Going back a bit now, from the start there's been other work done on stream processing and the structure of arrays approach to developing objects that can be manipulated at high velocity, but something that doesn't crop up much in their talk is the idea of processing from one source into destination of a different size. Most of my realisations have been of those kind, where a row is processed into becoming more rows (LOD up and increase the AI count), or less rows (process items and find them no longer necessary, so revert to defaults and drop the row).
This leads to a slightly different problem than the ones faced by the pure stream processing crowd. If my stuff relies on tables that can grow and shrink, surely it's going to be either just as bad at random access (if I use a linked list for my rows), or horrible for insert or delete (if I use dynamically sized arrays for my structs of arrays). Well, as I've learned from Mike Acton, you don't have to do stuff the way everyone expects.
Most of the different uses of rows fall into one of a few categories, and solving the performance of each of them can be thought of as a separate task. As far as I can tell, there are only a few types of table. I'm going to try to explain what I might do to stop things from getting bad.

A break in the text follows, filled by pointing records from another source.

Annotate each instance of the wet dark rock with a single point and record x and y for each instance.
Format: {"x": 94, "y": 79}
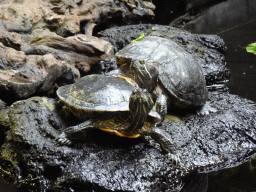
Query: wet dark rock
{"x": 210, "y": 48}
{"x": 4, "y": 120}
{"x": 22, "y": 75}
{"x": 101, "y": 161}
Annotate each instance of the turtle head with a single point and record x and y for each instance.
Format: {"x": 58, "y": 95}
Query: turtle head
{"x": 144, "y": 73}
{"x": 140, "y": 102}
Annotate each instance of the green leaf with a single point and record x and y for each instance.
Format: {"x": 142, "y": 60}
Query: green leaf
{"x": 139, "y": 38}
{"x": 251, "y": 48}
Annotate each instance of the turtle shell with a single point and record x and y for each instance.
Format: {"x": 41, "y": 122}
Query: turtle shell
{"x": 97, "y": 94}
{"x": 180, "y": 73}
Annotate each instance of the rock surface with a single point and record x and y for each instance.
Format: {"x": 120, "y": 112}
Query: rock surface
{"x": 41, "y": 44}
{"x": 22, "y": 75}
{"x": 102, "y": 161}
{"x": 210, "y": 48}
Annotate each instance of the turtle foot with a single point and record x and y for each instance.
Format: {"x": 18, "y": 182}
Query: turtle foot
{"x": 174, "y": 158}
{"x": 62, "y": 139}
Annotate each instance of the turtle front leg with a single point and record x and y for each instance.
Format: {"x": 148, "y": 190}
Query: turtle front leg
{"x": 74, "y": 132}
{"x": 161, "y": 107}
{"x": 164, "y": 139}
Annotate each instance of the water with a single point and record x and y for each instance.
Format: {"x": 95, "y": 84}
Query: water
{"x": 235, "y": 22}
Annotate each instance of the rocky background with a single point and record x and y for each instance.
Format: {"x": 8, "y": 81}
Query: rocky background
{"x": 45, "y": 44}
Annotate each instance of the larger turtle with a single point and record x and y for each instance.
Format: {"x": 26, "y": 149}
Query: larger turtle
{"x": 113, "y": 105}
{"x": 165, "y": 69}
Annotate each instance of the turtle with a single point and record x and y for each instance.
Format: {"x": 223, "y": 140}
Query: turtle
{"x": 115, "y": 105}
{"x": 172, "y": 75}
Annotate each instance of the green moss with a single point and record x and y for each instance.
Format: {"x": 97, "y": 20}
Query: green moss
{"x": 49, "y": 105}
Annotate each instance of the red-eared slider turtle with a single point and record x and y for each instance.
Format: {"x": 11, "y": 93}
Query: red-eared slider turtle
{"x": 162, "y": 66}
{"x": 113, "y": 105}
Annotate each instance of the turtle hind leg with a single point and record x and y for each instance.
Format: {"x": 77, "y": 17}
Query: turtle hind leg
{"x": 164, "y": 139}
{"x": 161, "y": 107}
{"x": 73, "y": 132}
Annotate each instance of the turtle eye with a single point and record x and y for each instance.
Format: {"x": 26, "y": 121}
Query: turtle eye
{"x": 142, "y": 62}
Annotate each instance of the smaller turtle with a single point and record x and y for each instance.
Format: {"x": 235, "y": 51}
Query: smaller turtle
{"x": 113, "y": 105}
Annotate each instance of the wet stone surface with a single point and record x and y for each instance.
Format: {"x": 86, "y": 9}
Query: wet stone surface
{"x": 210, "y": 48}
{"x": 101, "y": 161}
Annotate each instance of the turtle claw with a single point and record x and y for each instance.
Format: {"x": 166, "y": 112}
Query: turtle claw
{"x": 175, "y": 159}
{"x": 62, "y": 139}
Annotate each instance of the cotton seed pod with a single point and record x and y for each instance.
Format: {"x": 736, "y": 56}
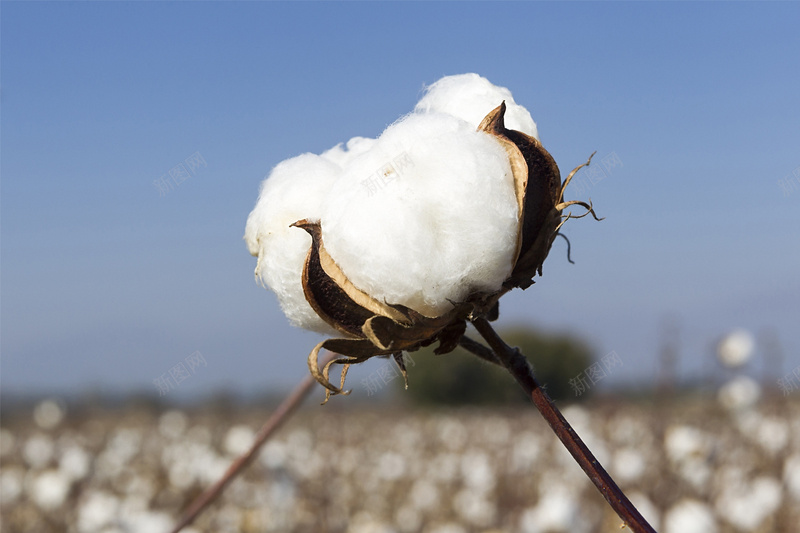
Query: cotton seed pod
{"x": 370, "y": 327}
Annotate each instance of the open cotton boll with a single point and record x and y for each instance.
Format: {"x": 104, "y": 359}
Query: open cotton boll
{"x": 470, "y": 97}
{"x": 343, "y": 155}
{"x": 427, "y": 215}
{"x": 294, "y": 190}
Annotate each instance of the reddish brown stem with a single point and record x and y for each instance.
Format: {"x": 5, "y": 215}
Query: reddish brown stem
{"x": 520, "y": 368}
{"x": 281, "y": 414}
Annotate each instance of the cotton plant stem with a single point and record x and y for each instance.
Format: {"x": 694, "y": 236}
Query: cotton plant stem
{"x": 520, "y": 368}
{"x": 281, "y": 414}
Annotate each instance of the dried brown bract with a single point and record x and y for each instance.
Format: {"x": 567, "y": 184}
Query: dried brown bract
{"x": 372, "y": 328}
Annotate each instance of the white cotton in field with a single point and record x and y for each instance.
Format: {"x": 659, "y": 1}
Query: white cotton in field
{"x": 470, "y": 97}
{"x": 294, "y": 190}
{"x": 425, "y": 217}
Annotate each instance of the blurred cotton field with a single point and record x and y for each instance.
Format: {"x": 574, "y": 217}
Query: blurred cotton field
{"x": 692, "y": 466}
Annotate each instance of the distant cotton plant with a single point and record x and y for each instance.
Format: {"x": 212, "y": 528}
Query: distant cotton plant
{"x": 736, "y": 348}
{"x": 394, "y": 243}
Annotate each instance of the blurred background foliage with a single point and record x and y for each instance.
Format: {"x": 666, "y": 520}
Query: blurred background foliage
{"x": 460, "y": 378}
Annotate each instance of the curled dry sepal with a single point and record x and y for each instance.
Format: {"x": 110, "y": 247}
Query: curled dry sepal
{"x": 370, "y": 327}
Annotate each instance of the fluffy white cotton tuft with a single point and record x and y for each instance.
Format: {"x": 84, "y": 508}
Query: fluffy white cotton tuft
{"x": 470, "y": 97}
{"x": 342, "y": 156}
{"x": 422, "y": 216}
{"x": 294, "y": 190}
{"x": 428, "y": 215}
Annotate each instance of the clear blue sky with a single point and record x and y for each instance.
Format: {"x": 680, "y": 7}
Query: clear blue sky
{"x": 107, "y": 284}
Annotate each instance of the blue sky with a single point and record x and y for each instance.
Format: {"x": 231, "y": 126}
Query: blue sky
{"x": 108, "y": 282}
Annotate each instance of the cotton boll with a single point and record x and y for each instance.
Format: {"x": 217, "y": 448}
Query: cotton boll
{"x": 342, "y": 156}
{"x": 690, "y": 516}
{"x": 294, "y": 190}
{"x": 736, "y": 348}
{"x": 742, "y": 392}
{"x": 426, "y": 216}
{"x": 470, "y": 97}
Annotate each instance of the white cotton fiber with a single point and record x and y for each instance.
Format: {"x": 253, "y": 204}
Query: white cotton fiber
{"x": 441, "y": 224}
{"x": 355, "y": 147}
{"x": 470, "y": 97}
{"x": 422, "y": 216}
{"x": 294, "y": 190}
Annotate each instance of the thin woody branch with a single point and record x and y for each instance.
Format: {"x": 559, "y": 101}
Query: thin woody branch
{"x": 520, "y": 368}
{"x": 281, "y": 414}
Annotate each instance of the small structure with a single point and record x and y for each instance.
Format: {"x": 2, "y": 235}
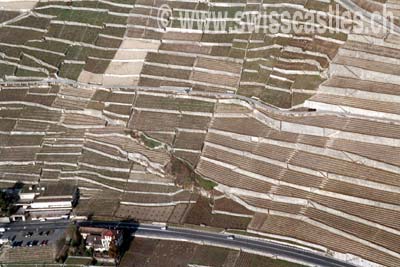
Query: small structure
{"x": 100, "y": 239}
{"x": 46, "y": 201}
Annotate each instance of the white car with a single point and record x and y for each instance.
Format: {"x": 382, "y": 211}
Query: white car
{"x": 230, "y": 237}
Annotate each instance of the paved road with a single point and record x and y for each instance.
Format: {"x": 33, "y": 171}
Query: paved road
{"x": 154, "y": 231}
{"x": 190, "y": 235}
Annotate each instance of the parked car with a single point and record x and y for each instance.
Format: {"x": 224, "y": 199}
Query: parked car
{"x": 29, "y": 234}
{"x": 230, "y": 237}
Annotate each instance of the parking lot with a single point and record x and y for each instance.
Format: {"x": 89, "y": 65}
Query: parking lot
{"x": 33, "y": 237}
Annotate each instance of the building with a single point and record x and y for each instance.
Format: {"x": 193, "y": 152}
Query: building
{"x": 99, "y": 239}
{"x": 46, "y": 201}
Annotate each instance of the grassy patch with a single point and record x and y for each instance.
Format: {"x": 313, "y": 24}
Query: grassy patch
{"x": 149, "y": 142}
{"x": 71, "y": 71}
{"x": 204, "y": 183}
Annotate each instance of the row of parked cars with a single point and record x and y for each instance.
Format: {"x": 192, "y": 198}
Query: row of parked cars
{"x": 30, "y": 243}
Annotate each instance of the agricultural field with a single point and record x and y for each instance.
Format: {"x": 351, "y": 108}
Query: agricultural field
{"x": 121, "y": 44}
{"x": 280, "y": 135}
{"x": 151, "y": 252}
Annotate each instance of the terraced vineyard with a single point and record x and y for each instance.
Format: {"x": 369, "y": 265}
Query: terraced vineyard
{"x": 140, "y": 145}
{"x": 121, "y": 43}
{"x": 318, "y": 178}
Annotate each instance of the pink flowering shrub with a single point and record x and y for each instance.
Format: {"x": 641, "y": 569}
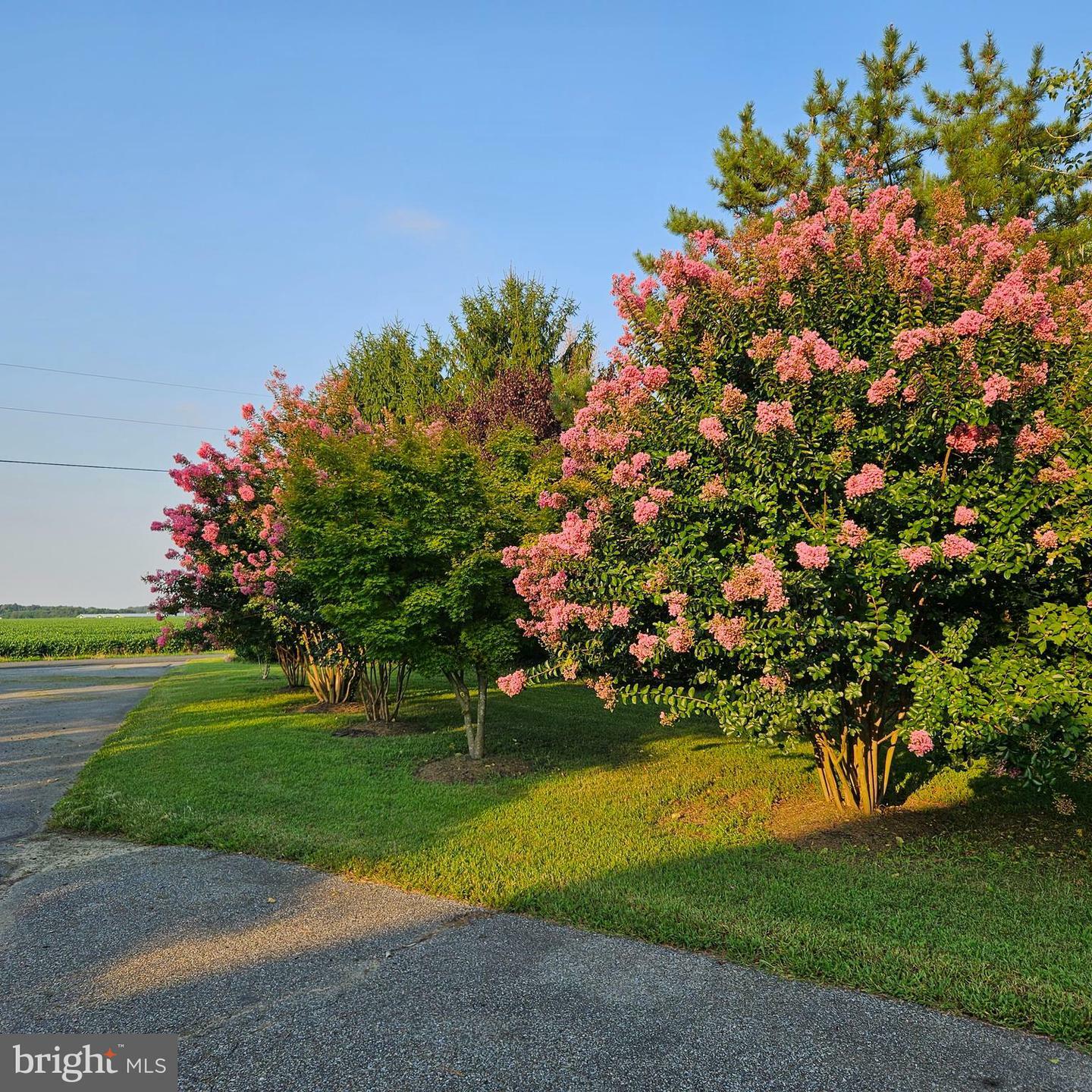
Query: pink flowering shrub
{"x": 883, "y": 506}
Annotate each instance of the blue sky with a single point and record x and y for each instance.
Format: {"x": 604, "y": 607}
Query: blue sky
{"x": 201, "y": 193}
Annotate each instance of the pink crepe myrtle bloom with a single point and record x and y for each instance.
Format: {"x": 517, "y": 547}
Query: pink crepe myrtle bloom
{"x": 513, "y": 684}
{"x": 852, "y": 534}
{"x": 1059, "y": 471}
{"x": 868, "y": 481}
{"x": 967, "y": 439}
{"x": 1046, "y": 538}
{"x": 813, "y": 557}
{"x": 604, "y": 688}
{"x": 997, "y": 388}
{"x": 712, "y": 431}
{"x": 883, "y": 388}
{"x": 729, "y": 632}
{"x": 921, "y": 742}
{"x": 733, "y": 400}
{"x": 916, "y": 556}
{"x": 956, "y": 548}
{"x": 760, "y": 580}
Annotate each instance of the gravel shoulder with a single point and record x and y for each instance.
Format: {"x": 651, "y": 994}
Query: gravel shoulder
{"x": 280, "y": 977}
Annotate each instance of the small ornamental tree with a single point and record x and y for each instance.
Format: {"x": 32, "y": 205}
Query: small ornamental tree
{"x": 836, "y": 488}
{"x": 397, "y": 533}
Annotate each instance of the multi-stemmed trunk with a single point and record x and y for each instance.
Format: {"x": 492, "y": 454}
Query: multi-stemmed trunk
{"x": 473, "y": 717}
{"x": 855, "y": 768}
{"x": 380, "y": 699}
{"x": 330, "y": 670}
{"x": 294, "y": 664}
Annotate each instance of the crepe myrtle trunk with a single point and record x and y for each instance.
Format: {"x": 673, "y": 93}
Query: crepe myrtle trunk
{"x": 854, "y": 764}
{"x": 473, "y": 712}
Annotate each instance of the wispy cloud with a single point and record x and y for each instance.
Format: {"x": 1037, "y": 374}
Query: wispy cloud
{"x": 419, "y": 223}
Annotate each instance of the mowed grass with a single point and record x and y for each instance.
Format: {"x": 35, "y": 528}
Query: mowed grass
{"x": 982, "y": 905}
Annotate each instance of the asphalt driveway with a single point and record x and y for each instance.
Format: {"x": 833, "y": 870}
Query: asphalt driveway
{"x": 278, "y": 977}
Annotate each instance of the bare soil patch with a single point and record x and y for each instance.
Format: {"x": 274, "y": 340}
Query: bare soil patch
{"x": 463, "y": 770}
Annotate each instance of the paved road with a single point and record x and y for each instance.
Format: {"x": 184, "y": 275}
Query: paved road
{"x": 278, "y": 977}
{"x": 54, "y": 714}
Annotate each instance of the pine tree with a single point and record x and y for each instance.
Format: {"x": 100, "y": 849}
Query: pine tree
{"x": 1017, "y": 146}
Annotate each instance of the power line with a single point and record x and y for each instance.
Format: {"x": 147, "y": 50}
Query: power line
{"x": 126, "y": 421}
{"x": 86, "y": 466}
{"x": 127, "y": 379}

There is the very simple type of table that just needs to have deletions and insertions, ignoring order, but maintaining its current-content state during a pass of the processing. By that I mean that you can guarantee that an iterator gets to see all the rows that existed at the beginning of the iteration run. Deletions and insertions are guaranteed not to affect the iterator. I think this is just a case of following Mike's lead. I'd use a similar system, but when the deletion scan passes through, rather than collapse the table back, try to put a new insertion in the gap first. That should save a few memory ops. Extending the table in case of an out of capacity exception would probably be simplest to implement as an extension mechanism (akin to that of many good dynamic pool allocators), the actual iterators will need to bear this in mind, but it may be quite a small price to pay for a no-brainer access model. Always remember, we're after maximal throughput of data, not avoiding the occasional spike.
Implicit entity tables, in some circumstances, might need to be sorted. One example would be if they need to be merged/joined for connecting sensory input into the decision tables for changing which state table their FSM exists in. A sorted table would be better than an unsorted one, however, most of the time, this could be solved by having a dedicated sorted view into the general container for the tables. If the table really does need to be sorted, then initially I'd suggest a batch based representation. Put batches of N in some self balancing tree, and whenever you need to delete an item, just mark it as deleted, so skipping is simple, and when you need to insert mid sequence, split the batch into two batches and insert into the now obvious space in the middle. If you have the safety net of an insertion and delete sync point, you can optimise this really well. By the way, I would choose a tree representation so to maintain the power of the data set being sorted. The size of N is important, but I don't think it will be easy to guess at. I think you would nee to tune per use, as access patterns and the size of the data will change the optimal value for N.
Obviously, if you're doing this, you're not going to be thrashing memory, as it's all simply poolable. This is cool as one of the problems with highly active databases in the past was disk thrashing for high throughput systems.